Demystifying and exposing immaterial labor has long been central to Wermers’ conceptual framework. In this new exhibition, she considers art historical depictions of the reclining female nude to refute their pervasive erasure of agency. Each of her sculptures comprises hand-formed clay figurines atop stacks of packaging from household products and VHS tapes. In Proposal for a Monument to a Reclining Female #13 (2023), a recumbent woman with arms outstretched behind her head lies on an empty Reese’s Puffs cereal box. Her relaxed pose is echoed in linguistic allusions to leisure and power on the highly refined Reese’s Puffs package design.
The horizontal composition of Proposal for a Monument to a Reclining Female #17 (2024) playfully reclaims the marble base’s role in Greek and Roman sculpture, or a male-dominated view of history. Wermers’ clay figure is perched on a white and gray marble-patterned Kleenex box and empty containers of sedatives and stimulants, repurposed into a kind of ottoman. Presented as maquette-sized proposals for monuments rather than as monuments in their own right, each artwork elevates their traditionally objectified subject into a figure ready to destabilize a rigidly vertical cultural heritage. Wermers upholds and celebrates this resting body, active in her own autonomous contours. The title of the show is a line taken from Rihanna’s 2016 song Work. The melodic repetition of the word in the iconic pop song expresses the complex relationships between labor and leisure, the main theme of this exhibition.

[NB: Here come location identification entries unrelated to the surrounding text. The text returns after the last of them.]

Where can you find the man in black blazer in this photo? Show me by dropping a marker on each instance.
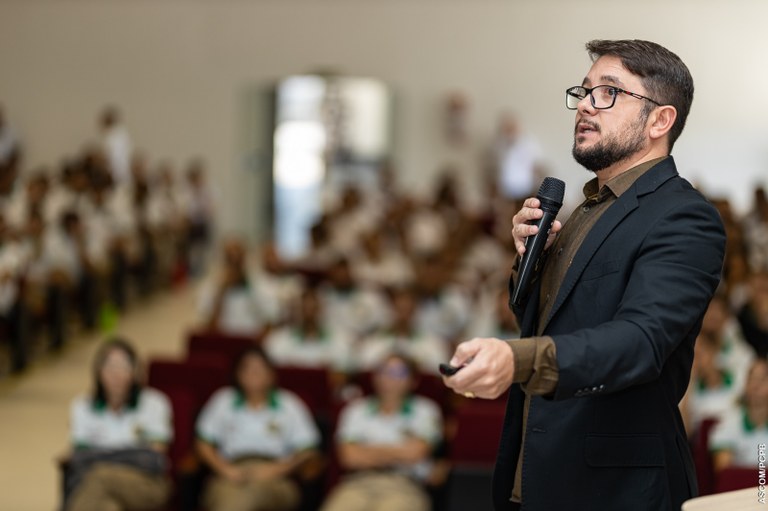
(608, 330)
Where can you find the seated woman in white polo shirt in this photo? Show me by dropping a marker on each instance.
(385, 442)
(120, 434)
(254, 437)
(736, 437)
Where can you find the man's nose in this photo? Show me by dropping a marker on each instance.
(585, 106)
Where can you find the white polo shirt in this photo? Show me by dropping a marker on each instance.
(428, 351)
(362, 422)
(279, 429)
(288, 346)
(96, 425)
(736, 434)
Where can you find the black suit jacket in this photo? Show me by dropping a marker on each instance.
(624, 323)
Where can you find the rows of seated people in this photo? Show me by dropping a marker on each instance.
(76, 246)
(726, 407)
(258, 446)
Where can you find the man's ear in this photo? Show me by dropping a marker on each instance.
(661, 121)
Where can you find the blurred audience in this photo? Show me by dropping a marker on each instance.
(255, 437)
(385, 444)
(120, 434)
(232, 301)
(402, 336)
(308, 341)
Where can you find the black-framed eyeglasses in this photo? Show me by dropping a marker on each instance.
(602, 97)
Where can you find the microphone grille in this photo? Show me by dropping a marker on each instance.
(552, 189)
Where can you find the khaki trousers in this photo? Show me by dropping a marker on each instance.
(378, 492)
(113, 487)
(276, 495)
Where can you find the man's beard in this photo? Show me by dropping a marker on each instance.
(612, 149)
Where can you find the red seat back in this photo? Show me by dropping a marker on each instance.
(478, 430)
(200, 378)
(702, 458)
(311, 384)
(184, 405)
(731, 479)
(227, 346)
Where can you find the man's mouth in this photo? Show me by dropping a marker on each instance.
(584, 128)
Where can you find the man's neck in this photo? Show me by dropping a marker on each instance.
(608, 173)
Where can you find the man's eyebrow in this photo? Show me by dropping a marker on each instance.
(612, 80)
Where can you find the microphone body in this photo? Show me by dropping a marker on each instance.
(550, 195)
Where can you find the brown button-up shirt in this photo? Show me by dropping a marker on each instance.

It is also a simplified list of the six works in the show, which contains the first typeface designed by the artist: Recliner (Bold). Seen in the title graphics, each letter in Recliner (Bold) leans backwards–sometimes on its neighbor–inverting the traditional purpose of italics to emphasize or activate words and instead making them more comfortable. It also speaks to the invisible labor performed by fonts and typefaces to subtly influence consumer choice through their design.